Andrews & Kurth Secures Second Multi-Million Dollar Arbitration Award for Mobile Energy Services Company, L.L.C.
February 4, 2002HOUSTON -- Andrews & Kurth secured an arbitration award for its client Mobile Energy Services Company, L.L.C. (MESC) against Kimberly-Clark Corporation (K-C) for at least $27 million, which is the second in as many weeks for MESC against K-C. The award for the disputed demand charges due for K-C’s closure of its Pulp Mill exceed by more than $25 million the amount K-C contended it should pay in the arbitration, according to John Lee, a partner with Andrews & Kurth and MESC’s lead trial counsel in the arbitrations. This decision, which the American Arbitration Association (AAA) announced in Dallas on January 31, 2002, together with an award involving the same site issued by the AAA on January 21, 2002, require K-C to pay MESC more than $53 million.
The two awards stem from K-C’s September 1, 1999 closure of its Pulp Mill in Mobile, Alabama and replacement of the Pulp Mill’s pulp-making operations with a dry fiber operation. MESC has contracts to provide the energy services required by K-C’s Pulp Mill and its Tissue Mill, which are located at the same mill complex in Mobile. The contracts obligate K-C to pay MESC demand charges for its continued activities on the Pulp Mill property,” says Lee. The most recent announced arbitration award resolves the parties’ dispute over the Pulp Mill’s demand charges due since the September 1, 1999 closure.

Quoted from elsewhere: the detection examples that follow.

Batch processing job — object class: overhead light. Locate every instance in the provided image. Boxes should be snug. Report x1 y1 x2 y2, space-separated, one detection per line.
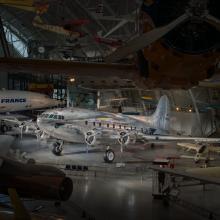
70 77 76 83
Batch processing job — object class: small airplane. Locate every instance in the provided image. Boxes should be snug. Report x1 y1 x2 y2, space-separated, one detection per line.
177 143 220 163
0 135 72 201
37 96 170 162
0 90 61 132
0 0 220 89
0 0 49 14
0 135 73 219
32 15 83 38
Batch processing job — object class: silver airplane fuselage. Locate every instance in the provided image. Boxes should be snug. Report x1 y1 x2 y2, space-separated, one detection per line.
37 105 168 143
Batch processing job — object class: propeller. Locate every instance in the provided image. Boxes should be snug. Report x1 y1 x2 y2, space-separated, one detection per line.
105 13 189 63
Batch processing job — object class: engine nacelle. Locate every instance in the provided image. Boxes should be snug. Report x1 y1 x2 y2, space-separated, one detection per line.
118 131 130 145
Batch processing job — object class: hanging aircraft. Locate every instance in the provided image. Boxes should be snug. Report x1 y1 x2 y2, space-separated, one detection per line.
0 0 220 89
32 15 83 38
105 0 220 88
37 96 170 162
0 0 49 15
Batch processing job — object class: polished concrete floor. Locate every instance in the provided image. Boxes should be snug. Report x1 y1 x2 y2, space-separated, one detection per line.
3 137 220 220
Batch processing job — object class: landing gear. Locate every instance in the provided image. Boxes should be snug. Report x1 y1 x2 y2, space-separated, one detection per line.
85 130 96 146
104 149 115 163
53 141 63 156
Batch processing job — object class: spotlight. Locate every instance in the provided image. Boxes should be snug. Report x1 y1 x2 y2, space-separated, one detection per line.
70 77 75 83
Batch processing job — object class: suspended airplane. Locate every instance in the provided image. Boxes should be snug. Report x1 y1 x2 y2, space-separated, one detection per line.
0 0 49 15
0 0 220 89
37 96 170 162
94 35 123 47
32 15 83 38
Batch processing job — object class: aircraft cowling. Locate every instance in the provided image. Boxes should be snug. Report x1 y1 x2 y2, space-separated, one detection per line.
0 158 73 201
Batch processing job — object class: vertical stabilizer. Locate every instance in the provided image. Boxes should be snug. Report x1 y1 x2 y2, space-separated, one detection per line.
153 95 170 130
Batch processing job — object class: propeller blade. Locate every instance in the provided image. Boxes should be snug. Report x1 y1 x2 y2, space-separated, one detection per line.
205 14 220 31
105 13 189 63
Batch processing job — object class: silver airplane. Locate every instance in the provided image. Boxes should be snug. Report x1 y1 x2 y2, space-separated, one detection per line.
0 90 61 133
37 96 170 162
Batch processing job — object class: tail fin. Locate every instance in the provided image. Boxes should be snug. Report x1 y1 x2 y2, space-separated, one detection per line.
153 95 170 130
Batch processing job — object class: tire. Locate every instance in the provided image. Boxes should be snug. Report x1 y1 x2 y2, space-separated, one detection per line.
1 125 8 133
53 142 63 156
104 149 115 163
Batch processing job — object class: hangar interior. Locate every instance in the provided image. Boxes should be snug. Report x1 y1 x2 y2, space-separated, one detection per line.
0 0 220 220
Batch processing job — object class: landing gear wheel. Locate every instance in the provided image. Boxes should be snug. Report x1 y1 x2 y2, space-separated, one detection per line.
53 142 63 156
104 149 115 163
1 125 8 133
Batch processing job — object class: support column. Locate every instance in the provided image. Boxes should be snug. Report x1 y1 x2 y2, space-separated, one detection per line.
189 89 204 136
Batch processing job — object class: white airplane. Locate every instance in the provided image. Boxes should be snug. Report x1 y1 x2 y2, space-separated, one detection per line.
37 96 170 162
0 90 61 132
177 143 220 163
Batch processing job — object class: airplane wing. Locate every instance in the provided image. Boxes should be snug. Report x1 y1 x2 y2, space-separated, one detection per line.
0 58 137 79
139 134 220 143
177 143 198 151
150 166 220 185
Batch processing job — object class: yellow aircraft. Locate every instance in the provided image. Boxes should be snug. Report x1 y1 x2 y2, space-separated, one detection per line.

“While this second award does not provide MESC the full amount of Pulp Mill demand charges we were seeking from K-C, it does deny K-C’s position that it only owed Pulp Mill demand charges based on the mill’s very limited prospective usage of MESC’s energy services at the mill. Instead it established a Pulp Mill demand charge due for the entire two-year period following the closure based on a return of investment theory we alternatively urged,” Lee says. While the award set the demand rate to provide a lower return than we believed was justly merited, $27 million still far exceeds the $2 million K-C was willing to pay based on its prospective energy usage,” Lee says.
“For the second time in two weeks I find myself praising the Andrews & Kurth team that represented MESC in two very complex arbitration cases. The cumulative cash awards in excess of $53 million are a major component of MESC’s recovery program. Hopefully, with these major disputes behind us, MESC can now focus more on the future, as we expect to continue to be the primary energy supplier to Kimberly-Clark’s very important Tissue Mill in Mobile, for years to come,” says Jim Stewart, chief executive officer of MESC.
The Andrews & Kurth team representing MESC included partners Lee, Scott Locher, and David Zdunkewicz, of counsel Neil Kelly, and associate Liz Wiley, the same team who represented MESC in the first successful arbitration. The demand charge claims arose under a very complex and technical energy service agreement for the Pulp Mill and a master operating agreement for the whole mill complex, both of which were entered in connection with the 1994 sale of the complex’s energy-production assets to MESC. K-C was represented in this arbitration by a team of former Sidley & Austin lawyers from Chicago.
Andrews & Kurth L.L.P., founded in 1902, is based in Houston, has 360 lawyers and offices in Austin, Dallas, Los Angeles, London, New York and Washington D.C. The firm’s practice areas include appellate, bankruptcy, business transactions, energy, environmental, corporate and securities, labor and employment, litigation, intellectual property, public law, project finance, real estate, structured finance, asset securitization, technology and tax law for U.S. and international clients.
MESC is an unregulated subsidiary of the Southern Company formed in 1994 to acquire the energy production assets situated in the Mobile mill complex. K-C, which merged with Scott Paper Company in 1995, is a $14 billion global consumer products company that manufactures tissue, personal care and health care products under various brand names.